Kaldbakur

Der höchste Gipfel in den Alpen der Westfjorde!

Der Kaldbakur erreicht 998 m ü. M. Foto von Ágúst Guðmundsson.

Die Namen vieler isländischer Berge sind frostiger Natur und erinnern an Trolle: Hreggnasi (Frostnase), Hornklofi (spitzer Gipfel der den Wind zerteilt), Þursaborg (Die Halle der Riesen), Ýmir (eine Person der nordischen Mythologie, die getötet wurde, um aus seinem Körper verschiedene Erdteile zu erschaffen) und Kaldbakur (Kaltrücken).

Der Kaldbakur ist ein besonders hübscher und hoher Berg. Der höchste Teil der Bergkette, zu der er gehört, wird oft «Die Alpen der Westfjorde» genannt und erstreckt sich zwischen den Fjorden Dýrafjörður und Arnarfjörður. Für isländische Verhältnisse ist er sehr alt und von den eiszeitlichen grossen und kleinen Gletschern stark abgetragen.
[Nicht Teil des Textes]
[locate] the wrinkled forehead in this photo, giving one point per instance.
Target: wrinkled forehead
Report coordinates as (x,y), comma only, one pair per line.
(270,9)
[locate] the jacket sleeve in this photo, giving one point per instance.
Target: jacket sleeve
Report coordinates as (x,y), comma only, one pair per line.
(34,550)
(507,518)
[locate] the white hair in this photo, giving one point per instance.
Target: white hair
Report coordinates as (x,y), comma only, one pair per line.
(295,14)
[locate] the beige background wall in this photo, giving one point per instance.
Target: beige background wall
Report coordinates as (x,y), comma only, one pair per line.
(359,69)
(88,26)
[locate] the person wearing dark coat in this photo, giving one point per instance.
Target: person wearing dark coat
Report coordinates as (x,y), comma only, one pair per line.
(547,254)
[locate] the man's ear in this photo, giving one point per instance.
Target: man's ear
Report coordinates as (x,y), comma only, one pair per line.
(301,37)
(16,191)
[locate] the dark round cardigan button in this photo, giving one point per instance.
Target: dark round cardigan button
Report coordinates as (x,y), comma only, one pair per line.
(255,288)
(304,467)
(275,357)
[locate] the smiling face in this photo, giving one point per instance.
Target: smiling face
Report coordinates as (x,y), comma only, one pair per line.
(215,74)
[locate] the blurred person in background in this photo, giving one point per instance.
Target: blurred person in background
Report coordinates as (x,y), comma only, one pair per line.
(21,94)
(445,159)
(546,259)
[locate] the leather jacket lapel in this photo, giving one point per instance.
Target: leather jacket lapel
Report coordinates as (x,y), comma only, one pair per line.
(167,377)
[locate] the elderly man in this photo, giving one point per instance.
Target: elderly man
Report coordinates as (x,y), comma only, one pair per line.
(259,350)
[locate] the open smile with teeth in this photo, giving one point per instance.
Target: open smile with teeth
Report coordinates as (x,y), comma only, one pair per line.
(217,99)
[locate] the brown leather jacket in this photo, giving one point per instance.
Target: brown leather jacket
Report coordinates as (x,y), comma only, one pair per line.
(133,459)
Heutzutage gibt es dort keine Gletscher mehr, aber trotzdem ist der Kaldbakur weiss und frostig genug, um seinem Namen Ehre zu machen. Der Kaldbakur ist der höchste Berg der Westfjorde.
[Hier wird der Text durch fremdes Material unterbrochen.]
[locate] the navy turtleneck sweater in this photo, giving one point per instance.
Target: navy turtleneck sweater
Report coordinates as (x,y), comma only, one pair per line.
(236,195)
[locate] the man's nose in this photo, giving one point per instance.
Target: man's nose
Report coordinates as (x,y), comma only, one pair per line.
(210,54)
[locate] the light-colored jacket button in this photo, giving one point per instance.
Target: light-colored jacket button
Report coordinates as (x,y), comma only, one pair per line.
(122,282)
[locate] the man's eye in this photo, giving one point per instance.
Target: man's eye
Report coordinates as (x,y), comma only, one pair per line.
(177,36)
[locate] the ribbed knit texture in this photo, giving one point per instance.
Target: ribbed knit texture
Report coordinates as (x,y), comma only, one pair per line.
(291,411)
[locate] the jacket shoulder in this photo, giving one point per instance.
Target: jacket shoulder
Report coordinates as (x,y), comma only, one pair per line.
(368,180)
Am häufigsten wird der Kaldbakur vom Tal Fossdalur im Fjord Arnarfjörður aus bestiegen. Zweifellos sind jedes Jahr nur einige Wenige dort oben, denn der Berg liegt abseits der viel befahrenen Strassen. Man fährt am Bauernhof Hranfseyri vorbei Richtung Meer und am Vorgebirge Álftamýrarmúla england. Dort beginnt rechter Hand das Tal Fossdalur, mit dem gleichnamigen Fluss Fossá. Diesen muss man durchqueren und dann beginnt die Wanderung am linken Flussufer, Richtung Landesinnern. Dem Flusslauf kann man bequem folgen und muss nur ein paar sumpfige Abschnitte in Kauf nehmen. Linker Hand sind die Flanken des Berges Stapadalsnúpur (521m) und auf der anderen Talseite die Berge Blesafjall mit der Seljahyrnu (802 m).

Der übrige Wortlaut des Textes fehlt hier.